Commanders and leaders
- Abdul-Karim Qasim Fadhil al-Mahdawi [ar] Jalal al-Awqati X Muhammad Najib Husain al-Radi: Ahmed Hassan al-Bakr Ali Salih al-Sa'di Salih Mahdi Ammash Abdul Salam Arif

Casualties and losses
- 100 killed: 80 killed

= Ramadan Revolution =

1963 Ba'athist military coup in Iraq

The Ramadan Revolution, also referred to as the 8 February Revolution and the February 1963 coup d'état (حركة 8 شباط) in Iraq, was a military coup by the Iraqi branch of the Ba'ath Party in February 1963 that overthrew the prime minister of Iraq, Abdul-Karim Qasim in favour of a Ba'athist government. The coup was followed nine months later by a counter coup that saw the removal of the new government and a purging of Ba'ath Party members.

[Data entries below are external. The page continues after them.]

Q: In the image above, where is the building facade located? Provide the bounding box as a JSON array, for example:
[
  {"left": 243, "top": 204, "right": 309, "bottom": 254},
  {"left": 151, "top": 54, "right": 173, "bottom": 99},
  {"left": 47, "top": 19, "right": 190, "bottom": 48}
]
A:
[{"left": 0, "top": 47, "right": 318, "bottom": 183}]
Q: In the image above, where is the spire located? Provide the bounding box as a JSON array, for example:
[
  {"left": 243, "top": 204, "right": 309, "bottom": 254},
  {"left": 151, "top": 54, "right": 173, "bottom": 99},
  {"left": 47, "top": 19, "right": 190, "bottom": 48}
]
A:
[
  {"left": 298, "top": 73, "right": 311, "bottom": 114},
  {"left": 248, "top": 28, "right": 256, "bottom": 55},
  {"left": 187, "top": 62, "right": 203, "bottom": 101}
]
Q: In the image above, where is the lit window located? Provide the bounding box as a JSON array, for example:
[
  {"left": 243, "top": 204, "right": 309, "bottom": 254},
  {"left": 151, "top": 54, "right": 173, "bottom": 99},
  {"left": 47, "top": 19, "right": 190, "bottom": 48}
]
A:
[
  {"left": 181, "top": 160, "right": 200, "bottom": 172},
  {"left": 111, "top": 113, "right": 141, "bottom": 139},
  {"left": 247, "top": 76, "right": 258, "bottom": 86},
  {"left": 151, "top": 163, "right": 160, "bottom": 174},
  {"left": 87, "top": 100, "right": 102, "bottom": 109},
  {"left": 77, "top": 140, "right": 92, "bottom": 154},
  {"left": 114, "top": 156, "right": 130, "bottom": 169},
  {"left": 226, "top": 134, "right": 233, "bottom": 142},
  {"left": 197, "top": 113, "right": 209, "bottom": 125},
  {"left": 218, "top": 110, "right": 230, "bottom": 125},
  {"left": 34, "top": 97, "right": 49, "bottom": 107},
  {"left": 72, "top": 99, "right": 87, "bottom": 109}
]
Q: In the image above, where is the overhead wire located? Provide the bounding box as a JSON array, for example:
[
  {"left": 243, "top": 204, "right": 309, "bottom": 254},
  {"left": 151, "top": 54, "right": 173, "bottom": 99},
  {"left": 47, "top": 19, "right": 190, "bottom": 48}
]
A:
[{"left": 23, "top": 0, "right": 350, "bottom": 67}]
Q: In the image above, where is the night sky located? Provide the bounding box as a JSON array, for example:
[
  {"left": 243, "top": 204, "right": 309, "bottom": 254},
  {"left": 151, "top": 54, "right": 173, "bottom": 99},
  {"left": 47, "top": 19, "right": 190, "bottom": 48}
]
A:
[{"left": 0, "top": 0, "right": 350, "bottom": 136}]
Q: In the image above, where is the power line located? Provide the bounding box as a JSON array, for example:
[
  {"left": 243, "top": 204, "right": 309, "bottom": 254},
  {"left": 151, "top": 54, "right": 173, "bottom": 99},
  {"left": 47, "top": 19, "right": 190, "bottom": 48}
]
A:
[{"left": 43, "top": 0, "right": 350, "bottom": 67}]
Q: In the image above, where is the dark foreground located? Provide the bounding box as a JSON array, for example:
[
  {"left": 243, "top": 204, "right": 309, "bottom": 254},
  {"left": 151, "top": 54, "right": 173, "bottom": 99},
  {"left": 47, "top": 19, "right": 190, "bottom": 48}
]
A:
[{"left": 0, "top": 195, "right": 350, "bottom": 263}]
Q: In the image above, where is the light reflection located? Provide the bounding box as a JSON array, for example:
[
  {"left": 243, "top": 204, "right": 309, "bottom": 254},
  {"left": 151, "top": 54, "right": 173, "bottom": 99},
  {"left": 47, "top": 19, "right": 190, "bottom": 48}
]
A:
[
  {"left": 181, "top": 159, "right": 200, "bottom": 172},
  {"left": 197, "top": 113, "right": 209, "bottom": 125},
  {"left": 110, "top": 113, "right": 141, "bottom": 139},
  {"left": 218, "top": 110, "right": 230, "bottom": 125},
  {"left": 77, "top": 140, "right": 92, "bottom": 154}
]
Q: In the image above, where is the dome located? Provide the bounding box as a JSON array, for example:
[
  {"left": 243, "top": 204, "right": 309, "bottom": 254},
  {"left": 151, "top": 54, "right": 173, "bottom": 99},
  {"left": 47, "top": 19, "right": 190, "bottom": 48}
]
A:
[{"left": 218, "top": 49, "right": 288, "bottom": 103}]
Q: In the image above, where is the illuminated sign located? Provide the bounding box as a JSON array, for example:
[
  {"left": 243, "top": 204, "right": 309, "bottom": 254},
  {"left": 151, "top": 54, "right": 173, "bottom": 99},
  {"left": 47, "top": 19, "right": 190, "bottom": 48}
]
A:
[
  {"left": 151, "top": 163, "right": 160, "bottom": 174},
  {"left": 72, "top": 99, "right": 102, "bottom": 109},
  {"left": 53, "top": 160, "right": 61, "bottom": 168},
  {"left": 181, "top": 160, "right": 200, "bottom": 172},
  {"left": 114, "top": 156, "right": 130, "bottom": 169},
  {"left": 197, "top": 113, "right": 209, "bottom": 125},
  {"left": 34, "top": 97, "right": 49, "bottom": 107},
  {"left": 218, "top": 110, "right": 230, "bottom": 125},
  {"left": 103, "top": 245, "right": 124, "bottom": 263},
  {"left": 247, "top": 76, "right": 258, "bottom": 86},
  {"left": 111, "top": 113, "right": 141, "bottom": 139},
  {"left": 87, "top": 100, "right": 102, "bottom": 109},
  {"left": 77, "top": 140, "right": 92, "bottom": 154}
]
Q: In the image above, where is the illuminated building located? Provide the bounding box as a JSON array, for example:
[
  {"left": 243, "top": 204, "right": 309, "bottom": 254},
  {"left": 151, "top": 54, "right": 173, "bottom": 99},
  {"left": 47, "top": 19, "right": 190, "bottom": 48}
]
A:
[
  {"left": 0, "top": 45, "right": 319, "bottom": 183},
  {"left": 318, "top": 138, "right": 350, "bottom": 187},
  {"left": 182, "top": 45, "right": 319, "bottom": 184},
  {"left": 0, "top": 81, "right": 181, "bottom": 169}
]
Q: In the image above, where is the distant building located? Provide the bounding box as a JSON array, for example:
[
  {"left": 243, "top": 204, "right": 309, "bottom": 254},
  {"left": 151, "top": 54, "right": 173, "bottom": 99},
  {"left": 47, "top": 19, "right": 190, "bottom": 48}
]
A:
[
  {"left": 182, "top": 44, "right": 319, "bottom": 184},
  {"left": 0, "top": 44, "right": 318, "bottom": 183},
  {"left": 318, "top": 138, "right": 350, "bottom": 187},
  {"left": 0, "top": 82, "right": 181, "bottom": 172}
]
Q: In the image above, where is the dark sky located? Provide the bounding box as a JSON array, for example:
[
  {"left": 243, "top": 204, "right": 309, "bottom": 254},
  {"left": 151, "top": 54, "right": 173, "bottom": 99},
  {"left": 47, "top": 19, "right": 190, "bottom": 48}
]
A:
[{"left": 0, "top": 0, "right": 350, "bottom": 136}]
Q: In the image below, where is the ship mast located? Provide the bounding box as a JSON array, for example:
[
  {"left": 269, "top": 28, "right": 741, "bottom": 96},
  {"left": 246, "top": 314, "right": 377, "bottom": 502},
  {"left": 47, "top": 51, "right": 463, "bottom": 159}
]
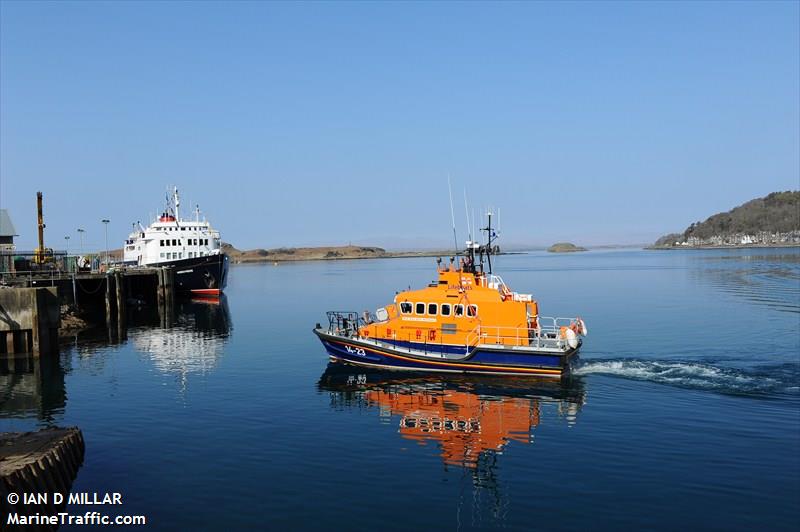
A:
[{"left": 172, "top": 187, "right": 181, "bottom": 223}]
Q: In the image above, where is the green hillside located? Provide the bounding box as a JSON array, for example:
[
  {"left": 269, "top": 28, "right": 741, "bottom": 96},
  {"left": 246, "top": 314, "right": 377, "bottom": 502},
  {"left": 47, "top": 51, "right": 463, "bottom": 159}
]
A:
[{"left": 655, "top": 191, "right": 800, "bottom": 246}]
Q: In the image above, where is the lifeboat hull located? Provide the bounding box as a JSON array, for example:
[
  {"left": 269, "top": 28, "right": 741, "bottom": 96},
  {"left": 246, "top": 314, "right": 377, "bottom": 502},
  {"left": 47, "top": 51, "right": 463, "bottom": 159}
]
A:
[{"left": 314, "top": 329, "right": 580, "bottom": 378}]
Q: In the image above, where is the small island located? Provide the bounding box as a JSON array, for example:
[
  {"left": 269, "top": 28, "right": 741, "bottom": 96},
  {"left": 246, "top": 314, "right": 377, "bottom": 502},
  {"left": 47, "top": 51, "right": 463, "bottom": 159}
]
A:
[
  {"left": 547, "top": 242, "right": 588, "bottom": 253},
  {"left": 222, "top": 243, "right": 466, "bottom": 264}
]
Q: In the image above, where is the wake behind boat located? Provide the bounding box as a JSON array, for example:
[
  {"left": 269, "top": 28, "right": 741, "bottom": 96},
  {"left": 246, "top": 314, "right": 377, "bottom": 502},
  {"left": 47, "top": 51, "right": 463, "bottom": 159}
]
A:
[
  {"left": 314, "top": 210, "right": 587, "bottom": 377},
  {"left": 123, "top": 188, "right": 228, "bottom": 297}
]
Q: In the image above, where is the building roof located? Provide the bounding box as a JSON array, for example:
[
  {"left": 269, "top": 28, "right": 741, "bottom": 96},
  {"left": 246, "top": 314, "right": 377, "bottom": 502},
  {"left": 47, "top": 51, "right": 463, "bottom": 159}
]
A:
[{"left": 0, "top": 209, "right": 17, "bottom": 236}]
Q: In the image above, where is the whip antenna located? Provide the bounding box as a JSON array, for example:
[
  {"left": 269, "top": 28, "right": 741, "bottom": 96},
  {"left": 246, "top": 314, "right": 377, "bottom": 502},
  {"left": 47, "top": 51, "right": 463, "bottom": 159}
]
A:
[{"left": 447, "top": 173, "right": 458, "bottom": 255}]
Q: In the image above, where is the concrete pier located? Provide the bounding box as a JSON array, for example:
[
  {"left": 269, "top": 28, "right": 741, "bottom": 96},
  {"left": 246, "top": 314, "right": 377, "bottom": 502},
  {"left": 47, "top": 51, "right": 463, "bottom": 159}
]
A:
[
  {"left": 0, "top": 287, "right": 61, "bottom": 356},
  {"left": 0, "top": 427, "right": 85, "bottom": 530}
]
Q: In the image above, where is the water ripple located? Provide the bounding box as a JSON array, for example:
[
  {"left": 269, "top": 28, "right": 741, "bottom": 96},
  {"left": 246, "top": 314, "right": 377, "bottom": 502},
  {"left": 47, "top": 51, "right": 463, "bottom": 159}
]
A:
[{"left": 574, "top": 359, "right": 800, "bottom": 395}]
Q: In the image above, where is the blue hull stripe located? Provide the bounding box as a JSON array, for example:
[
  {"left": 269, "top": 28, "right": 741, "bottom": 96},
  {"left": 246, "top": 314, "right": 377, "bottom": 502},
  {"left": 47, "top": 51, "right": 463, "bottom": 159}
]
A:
[{"left": 320, "top": 337, "right": 568, "bottom": 376}]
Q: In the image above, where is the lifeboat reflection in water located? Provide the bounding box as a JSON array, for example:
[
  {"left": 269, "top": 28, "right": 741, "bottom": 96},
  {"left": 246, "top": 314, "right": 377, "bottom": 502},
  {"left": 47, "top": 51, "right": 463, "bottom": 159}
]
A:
[{"left": 319, "top": 365, "right": 585, "bottom": 469}]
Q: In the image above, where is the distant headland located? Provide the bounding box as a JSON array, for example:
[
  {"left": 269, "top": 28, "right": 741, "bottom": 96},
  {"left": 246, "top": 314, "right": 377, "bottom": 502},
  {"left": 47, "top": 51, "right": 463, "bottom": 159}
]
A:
[
  {"left": 222, "top": 243, "right": 462, "bottom": 264},
  {"left": 547, "top": 242, "right": 588, "bottom": 253},
  {"left": 648, "top": 191, "right": 800, "bottom": 249}
]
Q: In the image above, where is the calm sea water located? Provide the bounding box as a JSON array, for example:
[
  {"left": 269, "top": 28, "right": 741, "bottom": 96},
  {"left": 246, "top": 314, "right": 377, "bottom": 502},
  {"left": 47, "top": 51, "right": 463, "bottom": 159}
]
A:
[{"left": 0, "top": 249, "right": 800, "bottom": 530}]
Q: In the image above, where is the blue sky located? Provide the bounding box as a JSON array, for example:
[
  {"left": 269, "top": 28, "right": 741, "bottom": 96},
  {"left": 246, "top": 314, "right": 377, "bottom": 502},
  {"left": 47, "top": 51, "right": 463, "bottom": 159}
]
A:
[{"left": 0, "top": 0, "right": 800, "bottom": 248}]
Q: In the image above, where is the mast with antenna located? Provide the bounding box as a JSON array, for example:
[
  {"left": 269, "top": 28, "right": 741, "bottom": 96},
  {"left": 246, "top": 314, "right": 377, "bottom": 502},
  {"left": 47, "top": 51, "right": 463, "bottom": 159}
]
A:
[
  {"left": 464, "top": 187, "right": 472, "bottom": 244},
  {"left": 447, "top": 174, "right": 458, "bottom": 256}
]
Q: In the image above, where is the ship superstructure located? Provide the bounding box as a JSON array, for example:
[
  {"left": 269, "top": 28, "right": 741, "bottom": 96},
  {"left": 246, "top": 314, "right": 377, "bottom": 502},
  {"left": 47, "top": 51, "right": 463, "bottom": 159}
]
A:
[{"left": 123, "top": 187, "right": 228, "bottom": 295}]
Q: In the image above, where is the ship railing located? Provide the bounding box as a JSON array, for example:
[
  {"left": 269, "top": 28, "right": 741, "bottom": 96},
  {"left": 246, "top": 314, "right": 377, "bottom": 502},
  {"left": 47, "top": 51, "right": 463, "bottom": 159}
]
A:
[
  {"left": 466, "top": 316, "right": 574, "bottom": 348},
  {"left": 325, "top": 310, "right": 366, "bottom": 338}
]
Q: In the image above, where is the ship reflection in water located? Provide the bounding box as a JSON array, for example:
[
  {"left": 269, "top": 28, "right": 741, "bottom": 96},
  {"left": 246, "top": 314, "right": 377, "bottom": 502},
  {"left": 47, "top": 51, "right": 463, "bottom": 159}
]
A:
[
  {"left": 319, "top": 364, "right": 585, "bottom": 469},
  {"left": 128, "top": 295, "right": 232, "bottom": 389},
  {"left": 318, "top": 364, "right": 586, "bottom": 528}
]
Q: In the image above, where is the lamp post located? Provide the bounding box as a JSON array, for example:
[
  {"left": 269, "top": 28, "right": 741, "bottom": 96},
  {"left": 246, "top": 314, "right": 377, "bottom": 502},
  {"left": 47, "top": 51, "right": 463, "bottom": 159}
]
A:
[
  {"left": 78, "top": 227, "right": 86, "bottom": 255},
  {"left": 100, "top": 218, "right": 111, "bottom": 268}
]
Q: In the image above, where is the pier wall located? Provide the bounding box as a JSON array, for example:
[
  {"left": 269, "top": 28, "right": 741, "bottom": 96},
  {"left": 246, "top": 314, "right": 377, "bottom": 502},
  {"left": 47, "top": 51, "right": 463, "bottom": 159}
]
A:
[
  {"left": 0, "top": 427, "right": 85, "bottom": 530},
  {"left": 0, "top": 287, "right": 61, "bottom": 356}
]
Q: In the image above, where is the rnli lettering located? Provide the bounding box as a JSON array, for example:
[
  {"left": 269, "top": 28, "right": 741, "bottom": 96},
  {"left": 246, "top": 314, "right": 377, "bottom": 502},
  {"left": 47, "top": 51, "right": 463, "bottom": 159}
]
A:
[
  {"left": 400, "top": 316, "right": 436, "bottom": 323},
  {"left": 344, "top": 345, "right": 367, "bottom": 357}
]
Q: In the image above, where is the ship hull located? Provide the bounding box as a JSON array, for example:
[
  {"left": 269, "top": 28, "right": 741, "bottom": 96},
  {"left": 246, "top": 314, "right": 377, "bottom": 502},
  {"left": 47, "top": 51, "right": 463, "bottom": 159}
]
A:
[
  {"left": 148, "top": 253, "right": 228, "bottom": 297},
  {"left": 314, "top": 329, "right": 580, "bottom": 378}
]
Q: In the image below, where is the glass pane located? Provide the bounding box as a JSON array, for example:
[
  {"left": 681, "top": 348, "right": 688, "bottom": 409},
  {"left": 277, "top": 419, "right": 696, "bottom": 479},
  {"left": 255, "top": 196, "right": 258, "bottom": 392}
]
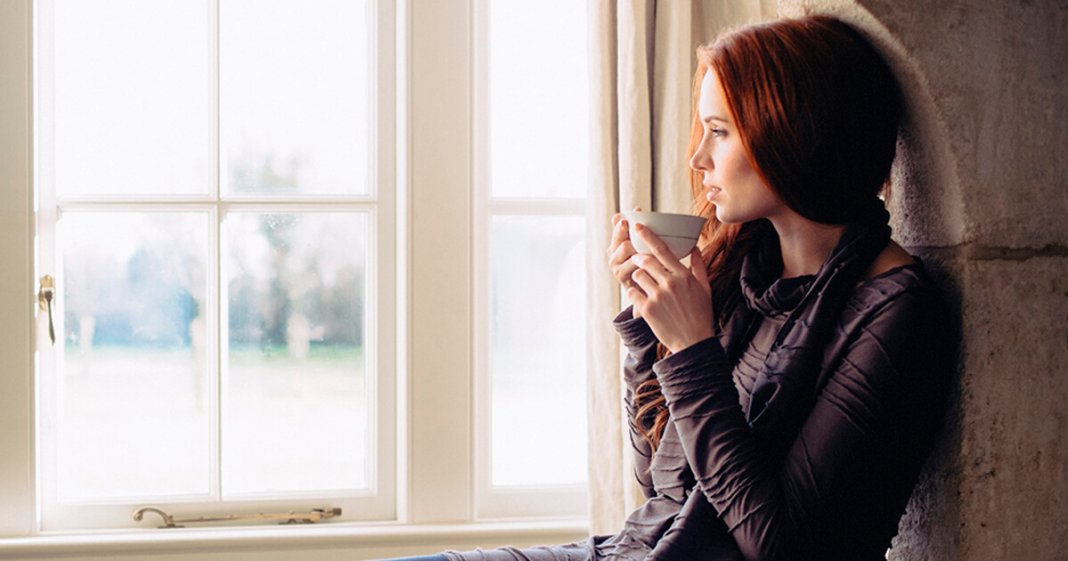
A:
[
  {"left": 219, "top": 0, "right": 373, "bottom": 194},
  {"left": 490, "top": 216, "right": 586, "bottom": 485},
  {"left": 222, "top": 213, "right": 373, "bottom": 495},
  {"left": 57, "top": 213, "right": 211, "bottom": 500},
  {"left": 489, "top": 0, "right": 590, "bottom": 198},
  {"left": 52, "top": 0, "right": 215, "bottom": 197}
]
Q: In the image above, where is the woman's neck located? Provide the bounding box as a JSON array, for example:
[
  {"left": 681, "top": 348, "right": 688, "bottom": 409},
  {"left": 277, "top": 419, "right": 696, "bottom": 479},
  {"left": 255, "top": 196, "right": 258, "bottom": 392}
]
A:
[{"left": 771, "top": 213, "right": 846, "bottom": 279}]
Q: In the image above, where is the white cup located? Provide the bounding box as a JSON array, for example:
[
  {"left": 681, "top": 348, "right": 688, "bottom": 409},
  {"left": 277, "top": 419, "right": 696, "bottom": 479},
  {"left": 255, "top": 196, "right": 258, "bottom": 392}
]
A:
[{"left": 623, "top": 211, "right": 707, "bottom": 259}]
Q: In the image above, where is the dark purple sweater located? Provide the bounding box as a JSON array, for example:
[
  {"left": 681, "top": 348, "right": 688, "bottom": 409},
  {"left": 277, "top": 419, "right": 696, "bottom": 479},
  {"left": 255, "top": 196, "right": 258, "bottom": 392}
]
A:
[{"left": 452, "top": 211, "right": 952, "bottom": 561}]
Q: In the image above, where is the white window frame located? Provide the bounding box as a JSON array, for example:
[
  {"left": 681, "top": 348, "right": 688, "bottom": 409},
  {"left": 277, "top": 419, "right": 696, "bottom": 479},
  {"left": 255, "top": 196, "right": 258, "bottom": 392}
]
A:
[
  {"left": 0, "top": 0, "right": 587, "bottom": 560},
  {"left": 471, "top": 0, "right": 588, "bottom": 518},
  {"left": 34, "top": 0, "right": 396, "bottom": 532}
]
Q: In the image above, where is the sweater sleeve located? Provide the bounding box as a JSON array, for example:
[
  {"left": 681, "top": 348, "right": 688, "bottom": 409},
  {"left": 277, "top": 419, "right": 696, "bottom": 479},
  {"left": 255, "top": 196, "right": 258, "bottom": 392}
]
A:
[
  {"left": 612, "top": 308, "right": 658, "bottom": 498},
  {"left": 654, "top": 292, "right": 944, "bottom": 560}
]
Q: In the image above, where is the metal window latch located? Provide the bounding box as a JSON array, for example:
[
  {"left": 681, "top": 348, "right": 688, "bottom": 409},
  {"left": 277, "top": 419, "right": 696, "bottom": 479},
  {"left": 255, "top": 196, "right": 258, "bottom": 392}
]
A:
[
  {"left": 37, "top": 275, "right": 56, "bottom": 345},
  {"left": 134, "top": 507, "right": 341, "bottom": 528}
]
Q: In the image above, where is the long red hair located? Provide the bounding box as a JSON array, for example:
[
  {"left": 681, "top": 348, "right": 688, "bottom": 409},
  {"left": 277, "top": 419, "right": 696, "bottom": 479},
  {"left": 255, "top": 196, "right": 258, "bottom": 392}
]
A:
[{"left": 634, "top": 16, "right": 902, "bottom": 449}]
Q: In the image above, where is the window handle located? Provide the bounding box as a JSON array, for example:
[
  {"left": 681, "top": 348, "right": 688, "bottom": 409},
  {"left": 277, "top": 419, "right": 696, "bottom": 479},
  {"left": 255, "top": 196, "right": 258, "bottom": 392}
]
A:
[
  {"left": 134, "top": 507, "right": 341, "bottom": 528},
  {"left": 37, "top": 275, "right": 56, "bottom": 345}
]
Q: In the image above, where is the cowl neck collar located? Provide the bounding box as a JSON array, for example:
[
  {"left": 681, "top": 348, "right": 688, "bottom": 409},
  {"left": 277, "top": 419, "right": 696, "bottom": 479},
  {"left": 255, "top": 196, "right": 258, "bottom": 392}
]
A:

The most powerful leader of the Ba'athist government that emerged from the coup was the secretary general of the Iraqi Ba'ath Party, Ali Salih al-Sa'di, who controlled the National Guard militia and organized a massacre of hundreds—if not thousands—of suspected communists and other dissidents following the coup. Qasim's former deputy, Abdul Salam Arif, who was not a Ba'athist, was given the largely ceremonial title of president, while prominent Ba'athist general Ahmed Hassan al-Bakr was named prime minister.

The government lasted approximately nine months, until Arif disarmed the National Guard in the November 1963 Iraqi coup d'état. This was followed by a purge of Ba'ath Party members.

==Background==
Some time after the Nationalist Officers' Organization, or "Al-Ahrar" ("The Free") succeeded in toppling the monarchy and transforming the Iraqi government into a republic in 1958, signs of differences between political parties and forces and the Homeland Officers' Organization began when Pan-Arab nationalist forces led by Abdul Salam Arif and the Ba'ath Party called for immediate unification with the United Arab Republic (UAR). In an attempt to create a state of political equilibrium, the Iraqi Communist Party (ICP), which opposed unity, tried to discount cooperation with the UAR in economics, culture, and science rather than political and military agreements.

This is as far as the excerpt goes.